Open full view…

Muut service failure April 23, 2014: post mortem

Wed, 30 Apr 2014 14:13:41 GMT

Thu, 01 May 2014 01:50:31 GMT

Good luck guys! This is a lesson for all developers. It could happen to any new service. Thanks for the detailed post.

Thu, 01 May 2014 21:56:18 GMT

Thanks for the detailed description.. Not many describe the who, what, where and why. This is a very transparent description and very much appreciated. Though to be honest it can not really be classed/sold as a "perfect storm".. just a combination of an unexpected(?) failure; and that error combined with an unproved/untested infra.. Testing.. lol :-P

Chris Ueland (MaxCDN)
Fri, 02 May 2014 18:58:47 GMT

Thanks for the detailed description guys. Let us know if we can help at all.

Sat, 03 May 2014 03:29:10 GMT

thanks for the description and for your reactivity and help when the failure happened...

Alberto Vasquez
Sat, 03 May 2014 05:50:21 GMT

Agreed that perfect storm is really not that right term when you clearly identified the issues at each step that could have been prevented. If it could have been prevented it isn't anywhere near a perfect storm. Thanks for the write up though. We can all learn from this.

Courtney Couch
Sun, 04 May 2014 13:27:47 GMT

So this is totally not important so take this with a grain of salt. I think the semantics of phrase choices are hardly important here but what the hell I just felt like replying about the _perfect storm_ phrase. :) A few random definitions I found: > Perfect Storm: a critical or disastrous situation created by a powerful concurrence of factors > Perfect Storm: a particularly bad or critical state of affairs, arising from a number of negative and unpredictable factors. > Perfect Storm: a combination of events which are not individually dangerous, but occurring together produce a disastrous outcome I think it's grey territory whether it fits.

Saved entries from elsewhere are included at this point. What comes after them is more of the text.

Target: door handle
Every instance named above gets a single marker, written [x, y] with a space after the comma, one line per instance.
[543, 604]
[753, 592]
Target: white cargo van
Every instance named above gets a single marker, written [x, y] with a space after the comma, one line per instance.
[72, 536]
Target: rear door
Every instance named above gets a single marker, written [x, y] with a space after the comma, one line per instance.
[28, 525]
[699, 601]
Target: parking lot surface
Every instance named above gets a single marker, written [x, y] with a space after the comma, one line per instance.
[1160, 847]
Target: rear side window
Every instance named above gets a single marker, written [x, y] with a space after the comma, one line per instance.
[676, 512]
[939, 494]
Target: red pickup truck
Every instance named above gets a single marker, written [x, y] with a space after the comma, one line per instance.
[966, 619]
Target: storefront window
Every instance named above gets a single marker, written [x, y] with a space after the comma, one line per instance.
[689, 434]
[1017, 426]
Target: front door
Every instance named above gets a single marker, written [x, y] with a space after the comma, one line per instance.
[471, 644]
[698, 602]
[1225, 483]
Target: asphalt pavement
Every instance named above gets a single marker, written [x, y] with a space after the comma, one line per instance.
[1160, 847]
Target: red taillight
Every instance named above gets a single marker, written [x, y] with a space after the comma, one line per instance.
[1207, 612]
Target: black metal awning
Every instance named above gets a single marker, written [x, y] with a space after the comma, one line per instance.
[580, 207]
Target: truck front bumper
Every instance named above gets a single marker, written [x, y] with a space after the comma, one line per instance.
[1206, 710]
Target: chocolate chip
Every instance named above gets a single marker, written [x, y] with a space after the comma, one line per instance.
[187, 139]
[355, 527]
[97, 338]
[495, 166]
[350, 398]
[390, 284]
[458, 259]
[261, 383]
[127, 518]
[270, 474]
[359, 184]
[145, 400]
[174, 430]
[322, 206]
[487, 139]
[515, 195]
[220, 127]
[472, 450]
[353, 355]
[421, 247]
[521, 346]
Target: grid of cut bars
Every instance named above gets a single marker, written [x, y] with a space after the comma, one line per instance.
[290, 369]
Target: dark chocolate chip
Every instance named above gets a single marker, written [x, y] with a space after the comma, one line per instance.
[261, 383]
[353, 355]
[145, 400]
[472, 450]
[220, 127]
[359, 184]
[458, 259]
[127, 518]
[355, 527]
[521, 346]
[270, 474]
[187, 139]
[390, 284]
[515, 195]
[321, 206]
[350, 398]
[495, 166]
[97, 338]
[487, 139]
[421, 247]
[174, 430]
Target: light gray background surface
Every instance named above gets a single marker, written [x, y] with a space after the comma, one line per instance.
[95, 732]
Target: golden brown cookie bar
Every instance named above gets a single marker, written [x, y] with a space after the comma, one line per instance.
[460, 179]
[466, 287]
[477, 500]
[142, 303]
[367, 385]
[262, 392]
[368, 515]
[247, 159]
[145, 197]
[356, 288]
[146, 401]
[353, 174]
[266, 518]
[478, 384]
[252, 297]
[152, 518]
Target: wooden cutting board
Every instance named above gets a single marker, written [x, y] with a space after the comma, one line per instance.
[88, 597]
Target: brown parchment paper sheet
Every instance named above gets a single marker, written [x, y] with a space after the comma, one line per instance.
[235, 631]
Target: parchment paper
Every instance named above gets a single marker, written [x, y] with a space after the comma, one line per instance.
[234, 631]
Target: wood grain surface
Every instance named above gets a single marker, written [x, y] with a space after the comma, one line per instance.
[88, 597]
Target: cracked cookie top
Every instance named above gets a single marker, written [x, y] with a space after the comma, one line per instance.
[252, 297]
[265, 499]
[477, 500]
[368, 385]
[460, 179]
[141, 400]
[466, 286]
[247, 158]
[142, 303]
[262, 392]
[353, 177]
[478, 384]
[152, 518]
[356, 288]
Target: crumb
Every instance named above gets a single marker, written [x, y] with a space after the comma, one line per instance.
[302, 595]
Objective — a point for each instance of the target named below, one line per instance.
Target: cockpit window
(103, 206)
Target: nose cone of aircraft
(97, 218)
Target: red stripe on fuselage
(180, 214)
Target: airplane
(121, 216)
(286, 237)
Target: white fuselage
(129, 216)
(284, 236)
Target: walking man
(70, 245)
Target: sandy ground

I always have used the phrase to merely mean any combination of items that multiply a result. Individually the issues here were not serious, in combination it was however. At least how I've always used the phrase, that fits. Maybe I just always use the phrase wrong as well, but from the definitions it seems like it's hardly black and white. That first definition fits how I use it, and the last one does as well. The second fits a bit more with how you two like to use the phrase. Anyway I'm hardly an english expert, and Tero and Janne are Finnish so I can imagine the way we're using it here may not be the most common way it's used.. but then I've been using it wrong for years as well hah. I digress, back to the real subject here! Glad you guys found our post interesting though. We wanted to try to be as detailed and transparent with what happened as we could!

Courtney Couch
Sun, 04 May 2014 13:28:14 GMT

@chris thanks! Definitely will!

Alberto Vasquez
Sun, 04 May 2014 15:35:15 GMT

@courtney good points! :)

Mon, 05 May 2014 21:40:30 GMT

@courtney the term fits.. the use of the term fits. My point was it never "should have" fit ;-) Blaming "it all" on a storm of errors is not correct. Sometimes things are untested.. sometimes the honest approach is saying that something was missed. Yep symantics;-) x

Wed, 08 Oct 2014 07:15:25 GMT

Did your team consider ensuring that your own servers could not DoS each other? You mentioned that because your internal network was on a firewall white-list, you had no DoS protection. A finicky process caught in an infinite start-up loop seems like one of those common bugs that pops up every now and again. Was increasing your number of available connections deemed a fully acceptable mitigation, or was this a stopgap measure?